Stress reduction (SR), reduces perceived stress,1(6,17) systemic inflammatory biomarkers (e.g., CRP, IL-6, etc.),(18-21) gene expression related to the inflammatory response,(18,22) and parameters of metabolic health.(23) Furthermore, meditation and stress reduction may reduce carotid intimal medial thickness and clinical events in individuals with CVD when implemented with usual care.(24,25) Moreover, SR has been shown to alter brain structure and function, including reductions in amygdalar grey matter density and amygdalar activation in response to emotional stimuli in a non-meditative

state. (26,27) However, a key knowledge gap remains: whether reduction of chronic stress will attenuate amygdalar-hematopoietic-arterial activity. Indeed, the question of a possible beneficial effect of stress reduction on CVD (and the mechanism mediating that benefit) were recently highlighted as key questions in a recent American Heart Association (AHA) consensus statement.(28) Accordingly, herein, we propose to take the natural next step to study these gaps.

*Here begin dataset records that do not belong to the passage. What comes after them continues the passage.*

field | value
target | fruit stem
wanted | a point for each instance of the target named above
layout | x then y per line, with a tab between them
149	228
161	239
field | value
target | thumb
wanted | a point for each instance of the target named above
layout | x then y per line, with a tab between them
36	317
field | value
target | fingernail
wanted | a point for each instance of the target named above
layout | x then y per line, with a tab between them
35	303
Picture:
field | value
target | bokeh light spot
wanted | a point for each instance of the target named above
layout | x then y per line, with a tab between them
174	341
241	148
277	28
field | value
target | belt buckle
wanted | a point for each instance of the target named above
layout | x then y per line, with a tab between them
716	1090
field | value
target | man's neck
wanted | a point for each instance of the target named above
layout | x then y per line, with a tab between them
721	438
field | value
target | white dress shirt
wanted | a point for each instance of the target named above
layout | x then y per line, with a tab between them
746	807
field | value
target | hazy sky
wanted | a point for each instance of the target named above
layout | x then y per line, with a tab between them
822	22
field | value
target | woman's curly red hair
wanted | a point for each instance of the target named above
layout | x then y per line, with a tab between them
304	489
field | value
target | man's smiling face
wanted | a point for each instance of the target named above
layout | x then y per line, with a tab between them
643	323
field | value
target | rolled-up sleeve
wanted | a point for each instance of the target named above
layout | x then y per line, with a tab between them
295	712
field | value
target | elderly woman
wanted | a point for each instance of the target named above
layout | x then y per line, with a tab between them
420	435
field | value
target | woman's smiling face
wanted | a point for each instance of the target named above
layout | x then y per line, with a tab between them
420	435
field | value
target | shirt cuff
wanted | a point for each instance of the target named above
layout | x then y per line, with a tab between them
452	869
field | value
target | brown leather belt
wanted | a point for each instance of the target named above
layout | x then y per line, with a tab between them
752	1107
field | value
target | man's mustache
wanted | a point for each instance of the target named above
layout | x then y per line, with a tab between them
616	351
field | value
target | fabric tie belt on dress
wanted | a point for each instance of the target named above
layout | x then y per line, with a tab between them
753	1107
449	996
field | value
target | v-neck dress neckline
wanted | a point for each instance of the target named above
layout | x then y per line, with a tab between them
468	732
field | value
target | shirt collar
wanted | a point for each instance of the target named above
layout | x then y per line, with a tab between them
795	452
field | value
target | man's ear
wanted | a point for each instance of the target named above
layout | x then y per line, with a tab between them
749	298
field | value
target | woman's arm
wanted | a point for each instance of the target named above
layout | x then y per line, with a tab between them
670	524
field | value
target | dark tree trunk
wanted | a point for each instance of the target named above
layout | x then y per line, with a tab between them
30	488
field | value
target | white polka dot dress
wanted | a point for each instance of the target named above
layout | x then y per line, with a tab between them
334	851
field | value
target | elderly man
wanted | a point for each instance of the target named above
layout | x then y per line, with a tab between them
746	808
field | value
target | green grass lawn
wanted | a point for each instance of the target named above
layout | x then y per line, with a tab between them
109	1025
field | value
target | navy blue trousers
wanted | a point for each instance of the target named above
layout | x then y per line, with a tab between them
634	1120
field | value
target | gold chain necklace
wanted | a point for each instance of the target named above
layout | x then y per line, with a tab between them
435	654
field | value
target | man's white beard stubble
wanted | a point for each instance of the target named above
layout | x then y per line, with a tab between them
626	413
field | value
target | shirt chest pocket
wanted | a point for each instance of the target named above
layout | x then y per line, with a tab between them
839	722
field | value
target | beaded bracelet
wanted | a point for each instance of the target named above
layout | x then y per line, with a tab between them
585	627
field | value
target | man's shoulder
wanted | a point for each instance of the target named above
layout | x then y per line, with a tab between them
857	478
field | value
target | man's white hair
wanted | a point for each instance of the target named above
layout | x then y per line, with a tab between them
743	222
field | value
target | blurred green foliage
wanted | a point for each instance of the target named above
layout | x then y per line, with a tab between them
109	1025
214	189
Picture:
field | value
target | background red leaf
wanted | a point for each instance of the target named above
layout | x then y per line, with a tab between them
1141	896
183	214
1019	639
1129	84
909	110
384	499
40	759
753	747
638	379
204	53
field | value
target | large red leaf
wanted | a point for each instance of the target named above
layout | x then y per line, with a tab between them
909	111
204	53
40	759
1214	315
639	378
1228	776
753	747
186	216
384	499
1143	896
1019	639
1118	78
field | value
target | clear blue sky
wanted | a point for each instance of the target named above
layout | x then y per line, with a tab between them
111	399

Our central hypothesis is that stress reduction reduces stress- associated neural activity and systemic inflammation, resulting in reduced arterial inflammation. We propose a pilot study to test the hypotheses that SR results in a reduction in arterial inflammation (compared to usual care) and that the reduced arterial inflammation is the result of a reduction in amygdalar-hematopoietic activity, in series. To test these hypotheses, we will leverage an NIH program project grant investigating associations between stress-related neural activity, immune system activation, and arterial inflammation, in 240 individuals who will be undergoing PET/magnetic resonance (PET/MR) imaging. Subjects will undergo full psychometric analysis, along with cutting- edge body and brain PET/MRI, brain functional MRI, and inflammatory biomarkers. The current proposal represents a longitudinal extension of that project, wherein individuals with moderate baseline stress and evidence of increased arterial inflammation (N=21) will be randomized to an 8-week stress reduction program (vs. usual care).